Home refinancing and second mortgages are two ways in which an individual can get some additional funds. Refinancing lowers monthly payments, saving you money that you can use towards other causes. A second mortgage is a secured loan against your property. You are borrowing against the equity in your home. The following discusses the purposes of both.
If you are a homeowner who is in need of additional funds or would like to save money, then taking out a second mortgage or home refinancing are two options to consider. Refinancing lowers monthly payments, saving you money that you can use towards other causes. A second mortgage involves taking out a loan against your property. You are using your home as collateral to borrow. The following discusses the purposes of both.
If you find that your monthly payments are too much to handle, then refinancing could be a viable solution. It could also result in savings if the interest rates have dropped since you took out your mortgage. If your earnings are significantly more than in previous years, then perhaps you would like to shorten the length of your mortgage, and increase your payments. This way, you can pay off your mortgage sooner.
As a rule of thumb, refinancing is advised if you can obtain an interest rate that 2% lower than your current rate. Anything less than 2% may not be worth doing.

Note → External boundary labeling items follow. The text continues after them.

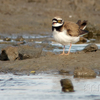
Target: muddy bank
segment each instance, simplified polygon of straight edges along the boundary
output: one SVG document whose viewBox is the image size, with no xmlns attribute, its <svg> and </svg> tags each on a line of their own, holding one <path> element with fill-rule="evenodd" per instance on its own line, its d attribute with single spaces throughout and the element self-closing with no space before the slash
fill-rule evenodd
<svg viewBox="0 0 100 100">
<path fill-rule="evenodd" d="M 35 72 L 59 72 L 66 70 L 73 74 L 75 67 L 91 68 L 99 75 L 100 72 L 100 50 L 96 52 L 76 52 L 69 56 L 61 56 L 51 52 L 42 52 L 38 58 L 0 61 L 0 72 L 25 73 Z"/>
<path fill-rule="evenodd" d="M 0 33 L 51 32 L 51 20 L 62 16 L 77 22 L 88 20 L 100 28 L 99 0 L 0 0 Z"/>
</svg>

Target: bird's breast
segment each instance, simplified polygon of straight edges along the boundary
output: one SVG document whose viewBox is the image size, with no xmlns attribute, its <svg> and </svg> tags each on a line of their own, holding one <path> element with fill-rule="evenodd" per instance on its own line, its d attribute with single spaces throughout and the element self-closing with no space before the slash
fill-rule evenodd
<svg viewBox="0 0 100 100">
<path fill-rule="evenodd" d="M 57 41 L 58 43 L 61 43 L 63 45 L 67 45 L 69 43 L 74 43 L 79 40 L 79 37 L 69 36 L 67 34 L 66 30 L 63 30 L 62 32 L 54 30 L 53 37 L 54 37 L 55 41 Z"/>
</svg>

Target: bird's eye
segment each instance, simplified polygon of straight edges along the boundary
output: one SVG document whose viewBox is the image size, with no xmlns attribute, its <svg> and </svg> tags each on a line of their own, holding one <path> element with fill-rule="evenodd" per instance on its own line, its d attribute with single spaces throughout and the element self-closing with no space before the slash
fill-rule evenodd
<svg viewBox="0 0 100 100">
<path fill-rule="evenodd" d="M 61 20 L 58 20 L 58 23 L 61 23 L 62 21 Z"/>
</svg>

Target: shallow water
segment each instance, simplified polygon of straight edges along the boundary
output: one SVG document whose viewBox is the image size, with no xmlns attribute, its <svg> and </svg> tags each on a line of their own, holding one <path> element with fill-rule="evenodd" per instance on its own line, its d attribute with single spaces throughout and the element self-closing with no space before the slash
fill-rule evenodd
<svg viewBox="0 0 100 100">
<path fill-rule="evenodd" d="M 60 80 L 72 80 L 75 92 L 63 93 Z M 58 74 L 0 75 L 0 100 L 99 100 L 100 77 L 74 79 Z"/>
<path fill-rule="evenodd" d="M 31 45 L 33 43 L 35 43 L 36 45 L 42 45 L 42 44 L 48 44 L 48 46 L 51 46 L 51 48 L 48 49 L 48 47 L 43 48 L 44 51 L 49 51 L 49 52 L 55 52 L 55 53 L 59 53 L 63 51 L 63 45 L 56 43 L 56 42 L 52 42 L 49 39 L 53 39 L 52 34 L 51 33 L 45 33 L 45 34 L 33 34 L 33 35 L 29 35 L 29 34 L 11 34 L 11 35 L 7 35 L 7 34 L 0 34 L 1 39 L 0 39 L 0 48 L 2 49 L 2 47 L 6 47 L 5 45 L 15 45 L 18 42 L 25 42 L 25 44 L 23 45 Z M 4 40 L 5 38 L 10 38 L 10 41 L 6 41 Z M 18 40 L 16 40 L 17 38 L 19 38 Z M 23 38 L 23 39 L 22 39 Z M 22 40 L 22 41 L 20 41 Z M 31 41 L 32 40 L 32 41 Z M 87 40 L 86 44 L 72 44 L 71 47 L 71 52 L 76 52 L 76 51 L 81 51 L 83 50 L 89 43 L 94 42 L 96 43 L 96 45 L 98 46 L 98 48 L 100 49 L 100 44 L 97 44 L 97 39 L 90 39 Z M 4 43 L 4 44 L 2 44 Z M 11 44 L 10 44 L 11 43 Z M 1 50 L 0 49 L 0 50 Z M 65 51 L 69 50 L 69 45 L 65 46 Z"/>
</svg>

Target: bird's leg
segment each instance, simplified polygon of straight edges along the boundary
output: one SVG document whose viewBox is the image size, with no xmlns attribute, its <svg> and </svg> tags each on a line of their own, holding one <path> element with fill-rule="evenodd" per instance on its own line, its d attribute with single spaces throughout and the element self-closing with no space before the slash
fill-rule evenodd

If lower interest rates aren’t available, then another option is to extend your mortgage term if you need to reduce monthly payments. However, this will result in higher interest rates, and the total amount paid will be more overall. So this option is only advisable unless it’s absolutely necessary.
One of the downsides with home refinancing is the closing costs. This is why the 2% is the rule of thumb for refinancing, because anything less may not result in much savings at all.
A second mortgage can really be used for just about any purpose. One common use is for home renovations. Their home might be their greatest asset, and they want to increase the overall value of it through renovation. The result is having even more equity in your home.
With rising tuition rates, some parents will take out a second mortgage to pay for their child’s college education. This often times is the most attractive option for covering this expense. The payments can be spread out over a longer period of time, allowing it to be more affordable compared to other loans.
A second mortgage can be beneficial for someone who has a lot of debt to pay off. The interest rates for many types of debt can be much higher than what you would pay for a second mortgage. This is particularly the case for credit card debt. Over time, you will eliminate debt and save a lot of money.
So should you refinance or take out another mortgage? If you want a lower monthly payment, then refinancing could be the answer. Anyone who is looking to cover an expense or pay off debt should consider a second mortgage. Regardless, always read the fine print and know exactly what you’re getting into.